A brain mechanism involved in mediated learning is identified

PRESS RELEASE - Imagine that you are eating a Granny apple under a red parasol on the terrace of a public garden. The next day you eat another Granny apple at home in your kitchen, but soon afterwards find yourself ill. The next time you go back to the public garden, you avoid sitting under that red parasol. While there may not seem to be a link between the parasol and the fact that you were ill, there actually is! This is an example of the mediated learning process, and researchers from INRA and INSERM have just identified the brain mechanism involved in it. Their results, published online on 30 August 2018 in Neuron, show that cannabinoid receptors in the hippocampus play a key role in establishing these types of associations.

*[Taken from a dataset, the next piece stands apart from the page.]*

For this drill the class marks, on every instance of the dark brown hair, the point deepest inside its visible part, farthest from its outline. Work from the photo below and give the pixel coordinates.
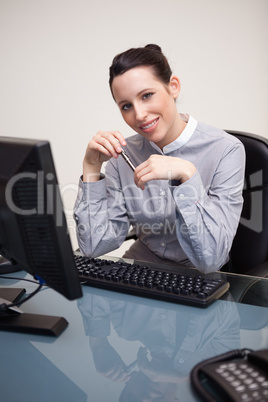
(151, 55)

Published on 30 August 2018

illustration A brain mechanism involved in mediated learning is identified
© INRAE

Direct learning, which implies a specific link between information and positive or negative consequences, influences our future choices. However, our behaviour is most often guided by mediated learning, which is based on associations between seemingly insignificant information. This explains why we are often put off or attracted by people, places and things we have never directly associated with aversive (or positive) situations, but which were previously encountered along with other information that acquired an aversive or positive meaning. The apple and red parasol case is an example of this.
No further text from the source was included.